ハエさんがチャージをやめた。とても勝ち目はないと悟ったらしい。くるりと反転して高速で飛び去っていく。
勇者の剣はどんどん巨大化していく。大剣を構成していたパーツはどんどん離れ、ひっきりなしに刀身を駆けめぐる稲妻だけが剣の輪郭を保証するものだった。
切り裂けないものなど、この世にはなさそうだった。
無敵の剣を従え、眩いほどの雷光を放つクァトロくんをぼんやりと眺め、俺は不意に納得した。すとんと腑に落ちるものがあった。
ああ、そうか。
近頃よくアニメ化してるよな。
小説家になろうだ。
クァトロくんは、この世界に召喚された勇者なんだ。多分、【ギルド】に対抗するために喚ばれた。この世界、俺たちが暮らす宇宙へ。年端も行かない小さな子供たちと一緒に。
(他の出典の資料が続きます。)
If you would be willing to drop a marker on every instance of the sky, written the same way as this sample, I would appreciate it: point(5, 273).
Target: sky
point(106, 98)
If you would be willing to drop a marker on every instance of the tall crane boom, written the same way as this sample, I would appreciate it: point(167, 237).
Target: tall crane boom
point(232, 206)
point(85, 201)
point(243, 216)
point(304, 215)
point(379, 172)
それは突飛な発想だったかもしれないが、間違ってはいない気がした。
クァトロくんが大きく手を振った。
大剣が唸りを上げてハエさんに襲い掛かる。星だって切り裂いてしまいそうな一撃だ。
結果は言うまでもなかった。
2.後日談
ウチの丸太小屋の居間でモグラさんぬいぐるみと一緒に経験値稼ぎをしている。
……少し、あの後の話をしよう。
あの後、兄貴とクァトロくんは他の兄貴たちと合流して最高指揮官との決戦に旅立ってしまった。
どうやら彼らにとっての最終フェーズは俺と違ってもっと先にあったらしい。
俺個人としてはもっと兄貴に俺の有用性をアピールしたかったのだが、システムに弾かれてしまってはどうしようもない。
悪いけど俺らゴミはレベル外ってことだ。
「……そうか」
俺の事情聴取を終えたサトゥ氏が一つ頷いて物思いに沈む。クァトロくんを想っているのだろう。
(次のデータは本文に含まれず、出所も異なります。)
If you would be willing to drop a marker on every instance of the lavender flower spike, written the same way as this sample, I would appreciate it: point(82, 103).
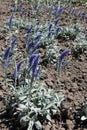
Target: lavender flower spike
point(50, 26)
point(35, 64)
point(71, 11)
point(10, 21)
point(32, 58)
point(13, 43)
point(7, 52)
point(36, 46)
point(15, 75)
point(63, 54)
point(60, 63)
point(29, 29)
point(38, 37)
point(29, 45)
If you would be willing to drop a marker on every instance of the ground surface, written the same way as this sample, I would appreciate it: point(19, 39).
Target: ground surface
point(74, 81)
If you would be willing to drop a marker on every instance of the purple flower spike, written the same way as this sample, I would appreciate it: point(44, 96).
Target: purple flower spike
point(79, 13)
point(29, 31)
point(63, 54)
point(60, 10)
point(29, 45)
point(50, 26)
point(31, 60)
point(7, 52)
point(35, 64)
point(36, 74)
point(49, 34)
point(13, 43)
point(58, 30)
point(38, 37)
point(15, 75)
point(60, 62)
point(10, 21)
point(52, 8)
point(36, 6)
point(36, 46)
point(56, 21)
point(71, 11)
……無論、俺の母体が異常個体かもしれないことは伏せておいた。言う必要のないことだからな。
クァトロの発言からそうじゃないかとは思っていたのだが、どうも……俺と俺以外の連中ではエンドフレームとやらの操縦方法が異なっていたようだ。セミオート運転とでも言いますかね。これまでのプレイで培った戦闘技術や発想、閃きの集大成があの戦いだったという訳だ。
そして何故か俺だけ時代遅れのマニュアル運転。いや、俺だけってことはないだろう。俺がヤバいと思って黙っているように、わざわざ自分が異常個体かもしれないと打ち明けるようなアホは居なかったということだ。まぁ時間の問題かもしれんがね。嘘を貫き通すのは難しい。一手先、二手先を読むワザが要る。遠からず嘘がバレて真相が明らかになるだろう。もっとも俺はそんな間抜けじゃないがね。やらかすのは俺以外の誰かさ。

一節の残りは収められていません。